PROFILER TABLE CONTEXT MENU
Profiler counter plot: Display the profiler counter plot for the method in the current row.
- Column plot: Display the column plot for the current column.
- Analyze profiler counters: Analyze profiler counter values. This option is enabled only for the summary table. This highlights any methods
which have a high rate of incoherent loads or a high rate of incoherent stores or a high rate of warp serialization. These rates are calculated
as the cumulative profiler counter count value divided by the cumulative gpu time for a method.
- Export: Export the profiler data to a CSV format file.
- Copy: Copy the selected table cells to the clipboard.
- Average data: Show average data values instead of totals in the summary table.
- <project-name>.cpj : Cuda profiler project file
- <project-name><session-name>.csv : Cuda profiler session data file
Following is the list of cudaprof settings which are saved and remembered
across different cudaprof sessions.
- Last opened project path
- Method Colors
- Recent files list
- Recent programs
- Recent work Dirs
- Show Output window Demangle Method Names
- Main Window/Size
- Main Window/Maximized
- Global view dialog/Size
- Session view dialog/Size
- Horizontal Splitter/Sizes
- Vertical Splitter/Sizes
- Profiler Table/Hide Zero Columns
- Summary Table/Show Average
- Summary Plot/Average
- Displayed Summary Plot/Percentage
- Displayed Height Plot/Fit in window
- Height Plot/Show CPU Time
- Height Plot/Show Legend
- Height Plot/Use global scale
- Width Plot/Enable time stamp
- Width Plot/Fit in window
- Width Plot/Maximum bar width
- Width Plot/Show CPU Time
- Width Plot/Show legend
- Width Plot/Start time stamp at zero
- Width Plot/Type
On Windows these settings are saved in the system registry at the location
"HKEY_CURRENT_USER\Software\NVIDIA\cudaprof".
On Linux these settings are
saved to the file "$HOME/.config/NVIDIA/cudaprof.conf".
The performance counter values do not correspond to individual thread activity.

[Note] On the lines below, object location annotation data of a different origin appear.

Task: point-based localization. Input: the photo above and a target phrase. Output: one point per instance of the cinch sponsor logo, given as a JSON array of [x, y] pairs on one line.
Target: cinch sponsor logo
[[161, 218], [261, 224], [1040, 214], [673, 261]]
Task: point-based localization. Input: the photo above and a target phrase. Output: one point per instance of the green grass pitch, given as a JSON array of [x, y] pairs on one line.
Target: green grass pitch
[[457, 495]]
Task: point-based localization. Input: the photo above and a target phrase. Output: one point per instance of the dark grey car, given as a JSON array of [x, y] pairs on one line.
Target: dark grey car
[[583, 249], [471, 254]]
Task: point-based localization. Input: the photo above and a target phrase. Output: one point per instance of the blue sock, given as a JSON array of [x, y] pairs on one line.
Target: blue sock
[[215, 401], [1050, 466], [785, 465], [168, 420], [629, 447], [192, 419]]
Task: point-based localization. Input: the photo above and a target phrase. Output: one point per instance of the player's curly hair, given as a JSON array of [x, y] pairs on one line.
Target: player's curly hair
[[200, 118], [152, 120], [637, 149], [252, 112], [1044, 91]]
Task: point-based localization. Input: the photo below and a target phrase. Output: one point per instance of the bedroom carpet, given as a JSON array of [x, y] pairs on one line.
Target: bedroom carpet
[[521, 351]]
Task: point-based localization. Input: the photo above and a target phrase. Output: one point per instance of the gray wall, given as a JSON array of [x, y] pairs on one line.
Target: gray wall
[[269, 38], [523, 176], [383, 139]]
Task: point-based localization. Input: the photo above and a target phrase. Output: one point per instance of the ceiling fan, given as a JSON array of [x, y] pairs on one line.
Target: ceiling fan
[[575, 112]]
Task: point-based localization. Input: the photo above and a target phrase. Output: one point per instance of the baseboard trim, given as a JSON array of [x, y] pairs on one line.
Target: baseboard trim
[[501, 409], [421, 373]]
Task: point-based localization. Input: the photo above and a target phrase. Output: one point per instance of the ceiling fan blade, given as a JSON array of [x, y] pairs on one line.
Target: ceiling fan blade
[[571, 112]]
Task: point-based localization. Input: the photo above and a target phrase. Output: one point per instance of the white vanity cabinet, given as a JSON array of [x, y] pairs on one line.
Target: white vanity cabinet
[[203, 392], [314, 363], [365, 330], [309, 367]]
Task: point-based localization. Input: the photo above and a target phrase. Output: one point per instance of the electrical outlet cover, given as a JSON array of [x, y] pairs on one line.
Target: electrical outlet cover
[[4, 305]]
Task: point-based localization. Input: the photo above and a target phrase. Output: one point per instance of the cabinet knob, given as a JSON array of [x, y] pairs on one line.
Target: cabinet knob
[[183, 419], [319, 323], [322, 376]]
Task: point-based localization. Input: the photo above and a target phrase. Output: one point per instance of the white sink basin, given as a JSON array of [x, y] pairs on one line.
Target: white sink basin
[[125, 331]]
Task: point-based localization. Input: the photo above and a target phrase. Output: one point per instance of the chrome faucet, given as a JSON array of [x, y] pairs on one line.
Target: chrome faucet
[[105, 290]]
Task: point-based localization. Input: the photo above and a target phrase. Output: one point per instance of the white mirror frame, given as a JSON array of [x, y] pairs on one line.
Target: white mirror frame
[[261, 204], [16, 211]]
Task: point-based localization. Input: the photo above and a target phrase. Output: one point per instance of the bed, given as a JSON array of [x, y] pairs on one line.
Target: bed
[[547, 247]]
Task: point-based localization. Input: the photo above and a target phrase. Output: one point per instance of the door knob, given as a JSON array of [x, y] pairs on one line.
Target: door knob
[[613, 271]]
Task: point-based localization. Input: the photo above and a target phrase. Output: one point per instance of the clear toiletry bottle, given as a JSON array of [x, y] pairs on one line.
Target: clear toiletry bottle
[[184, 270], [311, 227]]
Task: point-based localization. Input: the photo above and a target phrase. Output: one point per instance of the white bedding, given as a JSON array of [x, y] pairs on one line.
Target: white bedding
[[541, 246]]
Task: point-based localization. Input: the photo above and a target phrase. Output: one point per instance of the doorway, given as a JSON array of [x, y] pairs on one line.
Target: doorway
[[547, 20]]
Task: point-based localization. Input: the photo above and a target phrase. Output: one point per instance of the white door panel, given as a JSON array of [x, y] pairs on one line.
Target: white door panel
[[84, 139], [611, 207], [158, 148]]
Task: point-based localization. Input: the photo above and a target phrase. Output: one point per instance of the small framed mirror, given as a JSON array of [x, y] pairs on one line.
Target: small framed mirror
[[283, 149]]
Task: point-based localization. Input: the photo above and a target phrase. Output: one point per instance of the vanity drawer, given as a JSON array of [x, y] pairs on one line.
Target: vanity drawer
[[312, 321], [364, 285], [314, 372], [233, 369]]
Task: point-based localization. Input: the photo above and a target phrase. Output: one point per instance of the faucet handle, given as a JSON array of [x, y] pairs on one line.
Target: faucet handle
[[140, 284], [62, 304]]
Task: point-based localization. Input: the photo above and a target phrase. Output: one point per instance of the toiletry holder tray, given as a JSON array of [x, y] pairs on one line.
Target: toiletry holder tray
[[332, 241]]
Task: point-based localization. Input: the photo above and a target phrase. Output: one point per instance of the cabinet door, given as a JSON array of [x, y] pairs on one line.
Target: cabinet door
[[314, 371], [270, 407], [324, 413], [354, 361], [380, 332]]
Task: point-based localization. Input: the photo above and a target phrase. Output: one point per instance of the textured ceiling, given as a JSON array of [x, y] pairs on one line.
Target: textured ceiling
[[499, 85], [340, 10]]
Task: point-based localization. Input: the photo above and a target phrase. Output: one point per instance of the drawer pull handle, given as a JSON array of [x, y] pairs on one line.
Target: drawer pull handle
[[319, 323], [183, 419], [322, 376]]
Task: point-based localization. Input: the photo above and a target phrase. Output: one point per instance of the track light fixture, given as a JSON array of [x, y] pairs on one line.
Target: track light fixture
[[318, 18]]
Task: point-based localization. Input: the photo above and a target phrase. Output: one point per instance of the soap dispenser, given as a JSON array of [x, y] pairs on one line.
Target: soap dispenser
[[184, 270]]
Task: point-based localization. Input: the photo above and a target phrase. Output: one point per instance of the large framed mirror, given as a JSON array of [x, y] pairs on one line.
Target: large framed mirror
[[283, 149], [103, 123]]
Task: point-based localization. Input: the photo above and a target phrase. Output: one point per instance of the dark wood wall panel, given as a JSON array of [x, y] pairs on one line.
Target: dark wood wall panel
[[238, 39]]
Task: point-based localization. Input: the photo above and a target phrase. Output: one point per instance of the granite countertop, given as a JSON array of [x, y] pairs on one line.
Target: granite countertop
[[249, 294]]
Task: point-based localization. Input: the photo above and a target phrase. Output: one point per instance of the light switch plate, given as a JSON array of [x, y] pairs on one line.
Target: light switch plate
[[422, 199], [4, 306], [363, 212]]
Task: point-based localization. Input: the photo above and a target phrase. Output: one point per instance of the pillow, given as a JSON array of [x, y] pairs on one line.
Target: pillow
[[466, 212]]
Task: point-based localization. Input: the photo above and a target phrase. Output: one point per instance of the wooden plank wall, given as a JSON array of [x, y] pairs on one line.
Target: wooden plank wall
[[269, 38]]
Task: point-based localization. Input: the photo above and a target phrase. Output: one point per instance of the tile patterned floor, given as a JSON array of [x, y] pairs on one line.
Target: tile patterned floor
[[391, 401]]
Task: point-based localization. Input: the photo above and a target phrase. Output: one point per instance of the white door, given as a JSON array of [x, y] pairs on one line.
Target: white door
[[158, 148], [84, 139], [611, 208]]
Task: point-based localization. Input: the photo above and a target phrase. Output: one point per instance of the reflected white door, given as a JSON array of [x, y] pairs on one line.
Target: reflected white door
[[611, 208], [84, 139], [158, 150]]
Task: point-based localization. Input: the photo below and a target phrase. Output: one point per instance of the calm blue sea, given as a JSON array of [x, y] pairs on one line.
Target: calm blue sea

Instead, these values represent events within a thread warp. For example, a
divergent branch within a thread warp will increment the divergent_branch
counter by one. So the final counter value stores information for all divergent
branches in all warps. In addition, the profiler can only target one of the
multiprocessors in the GPU,so the counter values will not correspond to the
total number of warps launched for a particular kernel. For this reason,
when using the performance counter options in the profiler the user should
always launch enough threads blocks to ensure that the target multiprocessor
is given a consistent percentage of the total work. In practice, it is best
to launch at least around 100 blocks for consistent results. For the reasons
listed above, users should not expect the counter values to match the numbers
one would get by inspecting kernel code. The values are best used to identify
relative performance differences between unoptimized and optimized code. For
example, if for the initial version of the program the profiler reports N
non-coalesced global loads, it is easy to see if the optimized code produces
less than N non-coalesced loads. In most cases, the goal is to make N go to
0, so the counter value is useful for tracking progress toward this goal.